Et puis prendre l’air, Etienne Faure (par Patrick Devaux)
Et puis prendre l’air, Etienne Faure, décembre 2020, poèmes en prose, 136 pages, 14,50 €
Ambiance mais aussi expressions anciennes font office de guide touristique littéraire d’un monde dilué dans les mémoires où le temps joue les compte-gouttes ou au sablier entre les monuments et autres lieux-dits aux appellations immuables. De « la perte de vue à la perte tout court » il n’y a qu’un pas si l’oubli l’emporte sur le reste. Il y a tout de l’attente dans ce rêve écrit où « le banc à mi-chemin devient point de rencontre entre la solution cherchée et celle qui doit venir, à pied par l’allée centrale – ou jamais ».
Le Piéton de Paris de Léon-Paul Fargue trouve là une contemporaine continuité toute en rappelant des nostalgies évanescentes qui doucement entrent en dissidence pour faire apparaître un Paris neuf distribué en images accélérées dans le temps : « vivre et survivre, vitesse incertaine des vies » pour poursuivre la route.
La vie de tous les jours passe par des rencontres sur les bancs publics qui deviennent des sortes de partition à se rencontrer, à observer : « Se poser, comme on parle de s’assagir, en siégeant là, sans rien faire, du moins d’apparent. C’est à ça qu’on rêve subitement ».
Et puis prendre l’air vit de l’intensité des extérieurs, les poèmes en prose grossissant ou rapetissant ainsi la ville jusqu’à la vie et l’observation infime à la manière d’un microscope. Le sens aigu de l’observation égratigne, en parallèle, changeant de chapitre ou peut-être par contraste, le monde culturel avec parfois ses faux-semblants : « Emouvant cet entêtement que mettent les acteurs et les gens de théâtre (comme on dit de voyage) à servir bien vivante, en chair et en direct, la langue, occuper le terrain des planches et du verbe. Même à la ville, quand ils toussent, on a l’impression qu’ils jouent, non pas l’impression qu’ils parlent, mais qu’ils la poussent la tirade, se mettent à jamais en scène ».
L’auteur paraît en perpétuel exode de lui-même, à la recherche, à travers villes ou parfois voyages imaginés, d’une sorte de lien : « Commencent ainsi un semblant de reconnaissance, un cousinage des lieux qui se recomposent avec des bruits ad hoc ». Les faits actuels et anciens sont comme figés dans le moment poétique de ce qu’ils sont, furent.
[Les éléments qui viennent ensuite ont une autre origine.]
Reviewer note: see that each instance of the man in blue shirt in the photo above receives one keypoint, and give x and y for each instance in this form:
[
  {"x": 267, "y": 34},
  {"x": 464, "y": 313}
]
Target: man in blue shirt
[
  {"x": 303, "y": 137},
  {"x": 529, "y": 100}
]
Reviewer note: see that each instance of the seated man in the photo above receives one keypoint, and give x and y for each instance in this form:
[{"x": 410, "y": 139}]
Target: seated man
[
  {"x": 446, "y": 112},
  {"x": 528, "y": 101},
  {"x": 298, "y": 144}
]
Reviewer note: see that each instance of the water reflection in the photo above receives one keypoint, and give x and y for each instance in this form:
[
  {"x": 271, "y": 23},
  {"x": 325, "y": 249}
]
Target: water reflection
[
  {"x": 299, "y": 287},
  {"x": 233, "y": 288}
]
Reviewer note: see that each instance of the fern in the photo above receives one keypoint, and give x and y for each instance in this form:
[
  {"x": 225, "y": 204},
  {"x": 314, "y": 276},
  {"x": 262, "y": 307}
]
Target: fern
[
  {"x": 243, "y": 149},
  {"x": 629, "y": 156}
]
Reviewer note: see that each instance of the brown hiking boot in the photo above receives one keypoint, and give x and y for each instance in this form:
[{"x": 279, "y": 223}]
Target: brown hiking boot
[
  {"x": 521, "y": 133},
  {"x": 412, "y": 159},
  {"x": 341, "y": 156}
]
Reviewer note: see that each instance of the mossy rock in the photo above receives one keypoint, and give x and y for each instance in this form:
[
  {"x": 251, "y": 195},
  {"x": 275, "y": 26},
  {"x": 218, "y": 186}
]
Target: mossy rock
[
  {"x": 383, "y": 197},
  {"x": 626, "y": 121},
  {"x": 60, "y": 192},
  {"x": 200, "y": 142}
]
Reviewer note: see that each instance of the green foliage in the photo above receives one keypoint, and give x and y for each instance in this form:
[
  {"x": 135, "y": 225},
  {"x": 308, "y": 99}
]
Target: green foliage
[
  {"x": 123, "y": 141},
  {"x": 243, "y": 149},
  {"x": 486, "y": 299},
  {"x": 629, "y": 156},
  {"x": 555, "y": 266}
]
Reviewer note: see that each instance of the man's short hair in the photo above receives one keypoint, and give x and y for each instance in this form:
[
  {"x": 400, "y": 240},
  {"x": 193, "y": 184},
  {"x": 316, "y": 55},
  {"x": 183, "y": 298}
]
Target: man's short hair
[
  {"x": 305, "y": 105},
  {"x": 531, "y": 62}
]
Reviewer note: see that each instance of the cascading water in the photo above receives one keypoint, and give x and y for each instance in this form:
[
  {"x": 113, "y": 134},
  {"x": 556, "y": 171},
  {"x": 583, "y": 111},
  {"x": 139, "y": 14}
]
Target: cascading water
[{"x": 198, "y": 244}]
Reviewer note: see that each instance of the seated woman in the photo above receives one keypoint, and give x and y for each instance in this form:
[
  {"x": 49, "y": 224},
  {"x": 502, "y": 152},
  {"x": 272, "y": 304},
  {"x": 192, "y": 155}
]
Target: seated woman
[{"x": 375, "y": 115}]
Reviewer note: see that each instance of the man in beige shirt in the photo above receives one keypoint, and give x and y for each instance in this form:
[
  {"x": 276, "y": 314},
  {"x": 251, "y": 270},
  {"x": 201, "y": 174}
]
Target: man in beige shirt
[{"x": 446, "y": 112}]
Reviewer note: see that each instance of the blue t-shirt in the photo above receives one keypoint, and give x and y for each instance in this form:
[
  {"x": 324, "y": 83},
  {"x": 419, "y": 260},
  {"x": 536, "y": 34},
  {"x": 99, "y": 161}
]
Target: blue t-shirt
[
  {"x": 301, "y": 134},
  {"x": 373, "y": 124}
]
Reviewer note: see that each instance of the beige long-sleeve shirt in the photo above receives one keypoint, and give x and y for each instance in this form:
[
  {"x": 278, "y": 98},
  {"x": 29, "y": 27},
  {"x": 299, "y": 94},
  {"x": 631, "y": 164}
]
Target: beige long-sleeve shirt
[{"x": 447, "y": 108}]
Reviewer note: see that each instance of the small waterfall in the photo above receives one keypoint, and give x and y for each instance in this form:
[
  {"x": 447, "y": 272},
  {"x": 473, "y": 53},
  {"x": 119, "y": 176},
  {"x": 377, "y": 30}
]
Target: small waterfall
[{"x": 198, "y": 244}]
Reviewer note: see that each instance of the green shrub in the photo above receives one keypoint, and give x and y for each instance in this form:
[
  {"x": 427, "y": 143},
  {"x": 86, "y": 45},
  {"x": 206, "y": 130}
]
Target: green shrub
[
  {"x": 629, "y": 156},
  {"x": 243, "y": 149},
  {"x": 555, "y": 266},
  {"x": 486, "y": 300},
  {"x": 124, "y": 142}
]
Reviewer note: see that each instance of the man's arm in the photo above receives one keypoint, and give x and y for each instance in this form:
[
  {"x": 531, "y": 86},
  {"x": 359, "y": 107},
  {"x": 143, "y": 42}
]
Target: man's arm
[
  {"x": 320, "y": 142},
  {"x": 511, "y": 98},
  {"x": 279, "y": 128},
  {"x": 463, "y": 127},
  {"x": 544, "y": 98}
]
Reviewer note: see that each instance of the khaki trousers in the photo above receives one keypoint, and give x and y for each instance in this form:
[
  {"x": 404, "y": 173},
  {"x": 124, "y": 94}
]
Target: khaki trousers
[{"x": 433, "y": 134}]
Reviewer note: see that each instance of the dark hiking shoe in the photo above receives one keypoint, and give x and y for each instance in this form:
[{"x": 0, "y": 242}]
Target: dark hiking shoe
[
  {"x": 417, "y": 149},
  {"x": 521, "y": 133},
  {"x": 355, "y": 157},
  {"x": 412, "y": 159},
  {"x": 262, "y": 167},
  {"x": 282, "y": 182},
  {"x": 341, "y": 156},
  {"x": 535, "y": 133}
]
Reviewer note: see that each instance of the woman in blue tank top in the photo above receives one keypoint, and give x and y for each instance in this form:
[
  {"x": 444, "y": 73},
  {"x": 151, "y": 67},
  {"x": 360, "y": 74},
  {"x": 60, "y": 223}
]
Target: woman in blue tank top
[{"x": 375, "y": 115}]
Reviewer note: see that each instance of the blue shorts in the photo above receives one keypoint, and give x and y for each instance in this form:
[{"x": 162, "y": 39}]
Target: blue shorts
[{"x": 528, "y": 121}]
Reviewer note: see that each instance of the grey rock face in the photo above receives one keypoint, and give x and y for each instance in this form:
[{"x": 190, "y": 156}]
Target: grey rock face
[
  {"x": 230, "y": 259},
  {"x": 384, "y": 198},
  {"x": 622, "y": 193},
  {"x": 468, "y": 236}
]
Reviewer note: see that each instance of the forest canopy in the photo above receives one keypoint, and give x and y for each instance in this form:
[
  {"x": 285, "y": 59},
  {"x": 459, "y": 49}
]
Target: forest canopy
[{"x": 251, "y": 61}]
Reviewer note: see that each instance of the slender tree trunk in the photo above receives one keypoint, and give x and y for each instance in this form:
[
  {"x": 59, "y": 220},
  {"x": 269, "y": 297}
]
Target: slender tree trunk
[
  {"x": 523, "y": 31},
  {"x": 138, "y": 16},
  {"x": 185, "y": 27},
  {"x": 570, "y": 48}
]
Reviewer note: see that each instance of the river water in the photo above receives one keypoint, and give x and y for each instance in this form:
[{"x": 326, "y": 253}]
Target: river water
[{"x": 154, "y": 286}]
Davantage que de la nostalgie, l’approche semble utilitaire, quotidienne et témoigne :
« La vitesse à laquelle pousse la barbe rappelle l’ardeur que mettaient les pères à se raser tout le temps, éradiquer le poil de la peau, tout le système pileux, contre le poivre et contre le sel poursuivre aveuglément le moindre signe en braille, l’aspérité ».
Et puis prendre l’air donne aux mots une vraie respiration et à la poésie une audacieuse vision psycho-journalistique.
Patrick Devaux
Étienne Faure, poète français, né en 1960 en Normandie, vit et travaille à Paris. Il est édité chez Champ Vallon et Gallimard et a publié dans de nombreuses revues, certaines très influentes : NRF, Conférence, Théodore Balmoral, Rehauts, Europe, Le Mâche-Laurier, Pleine Marge.